Here’s what you may not know about Supply Chain Services, a team of nearly 180 staff members dedicated to helping Michigan Medicine provide excellent patient care.

One-stop shopping

Supply Chain Services has implemented a number of changes in the last two years to consolidate operations and create one place people can go to meet their needs more efficiently. Some of the legacy Materiel Services functions, for instance, have been absorbed by the department, and all functions for securing and distributing medical supplies now fall under Supply Chain Services

“We are your partners from start to finish,” said Janet Abbruzzese, director of Supply Chain Strategy and Procurement. “We help facilitate decisions in partnership with clinicians on which products are safe and clinically effective. We manage supplier relations, ensure that products get where they’re supposed to be and maintain the systems and processes that hold that all together.”

“Our core strategy,” she said, “is to focus on safe and reliable care while improving price, utilization and standardization opportunities to sustain the clinical enterprise.”

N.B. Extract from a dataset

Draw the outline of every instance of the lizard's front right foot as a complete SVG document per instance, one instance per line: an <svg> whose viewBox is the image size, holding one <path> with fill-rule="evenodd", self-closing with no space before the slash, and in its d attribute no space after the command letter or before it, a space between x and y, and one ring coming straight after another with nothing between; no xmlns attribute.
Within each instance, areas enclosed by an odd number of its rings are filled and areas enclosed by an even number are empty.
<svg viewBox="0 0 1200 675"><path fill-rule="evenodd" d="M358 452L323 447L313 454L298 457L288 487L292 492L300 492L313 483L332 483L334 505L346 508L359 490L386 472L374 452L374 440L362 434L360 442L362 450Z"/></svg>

A new Supply Chain Services website provides a wealth of information about the department. Details about all of the service areas and the support they provide can be found on the site, along with a number of valuable resources for customers.

Service areas defined

The department is comprised of six different service areas. They are:

  • Value Analysis: This is the front door to Supply Chain. It’s where products are evaluated for use in the clinical setting and recommendations are made about what is and is not appropriate for each intended application.
  • Contracts and Procurement: Once analysis has taken place, this team works to connect the supplier of the product with front line leaders across areas. In addition to contracting for supplies, the Contracts and Procurement team can provide assistance with the competitive bidding process, risk management and strategic sourcing where needed.
  • Transactional Purchasing: This group buys medical/surgical supplies for all customers, including inpatient units and ambulatory care clinics. They also maintain the supply of goods in the warehouse and purchase supplies as needed to ensure that inventory is always available.
  • Par Management: This is the service group that forecasts future needs and oversees inventory planning for medical/surgical devices. They are also responsible for setting up equipment and supplies where they will be used within the patient environment.
  • Supply Chain Solutions: Technology and process experts on this team make sure the best processes are in place. They support the software and technology used on a daily basis to keep everything moving smoothly.
  • Warehouse Operations: This team manages the chain of custody for products and is responsible for getting supplies from the warehouse dock to end locations for consumption.

Valuable partners in providing high quality care

Representatives from the operations and solutions teams and a continuous improvement specialist from the Quality Department meet on a weekly basis to communicate needs and troubleshoot issues. Their goal is to enable the execution of strategic initiatives and find ways to improve the flow of products throughout the health system.

“Members of this team bring insight from their respective areas to make sure all participants are operating effectively together,” said Komives. “This makes it possible for everyone else on the Supply Chain team to be successful in the important work they are doing. The end result is customers receiving quality products in a timely and reliable way.”

In the end, the goal of the department is to standardize programs, functions and processes to meet needs across the organization. A great deal of work has been done over the last two years to enhance operations, and Supply Chain is dedicated to continuing that improvement.

“We will always strive to get better at what we do and how we do it,” said Abbruzzese. “We are here to serve as a partner to all areas in providing high quality and highly reliable care; that means working to continually improve our service to each department and ultimately, to all patients cared for at Michigan Medicine.”